The observations of the terrorist in the poem “The Terrorist, He Watches” are callous and detached, as indeed are those of the narrator, who treats the forthcoming terrorist outrage as something you'd see in a movie.
In that sense, neither the terrorist nor the narrator, who's watching the terrorist as the bomb he's planted is ready to explode, are showing much in the way of humanity. A bomb's about to go off, which will cause death and serious injury, and yet both treat the whole thing like it's a gigantic spectacle.

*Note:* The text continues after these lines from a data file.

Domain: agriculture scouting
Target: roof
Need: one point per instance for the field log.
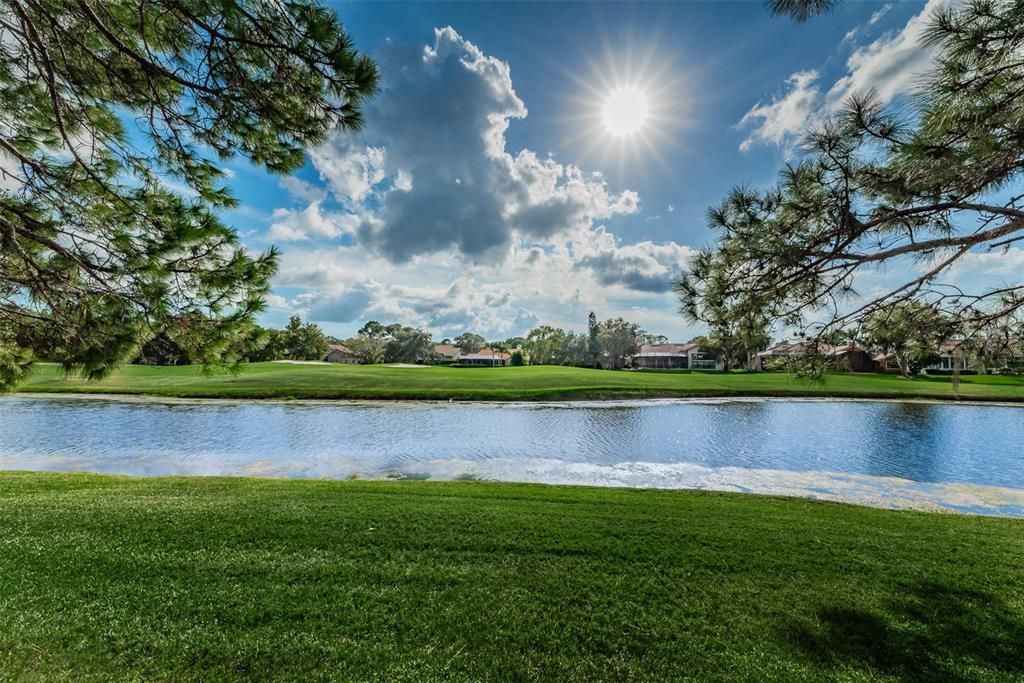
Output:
(666, 349)
(341, 348)
(485, 353)
(446, 349)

Unsurprisingly, the terrorist has profound contempt for the people he's about to attack; he wonders whether a girl with a green ribbon in her hair was stupid enough to go into the bar where he's planted his bomb. Contempt is then followed by cold-blooded callousness as he says that we'll find out when they bring out the bodies.
But then the narrator doesn't seem to be all that concerned about what's going to happen. They simply observe, in a matter-of-fact way, that the terrorist is on the other side of the road and is therefore protected from the force of the imminent bomb blast.
The narrator comes across as a voyeur in search of excitement. Our initial impressions are reinforced by their observation that “it's like the pictures.” The narrator treats the whole scene like it's something out of a movie, something not real, just an entertaining spectacle. Though the narrator may not be a terrorist, they have a similarly callous attitude towards humanity.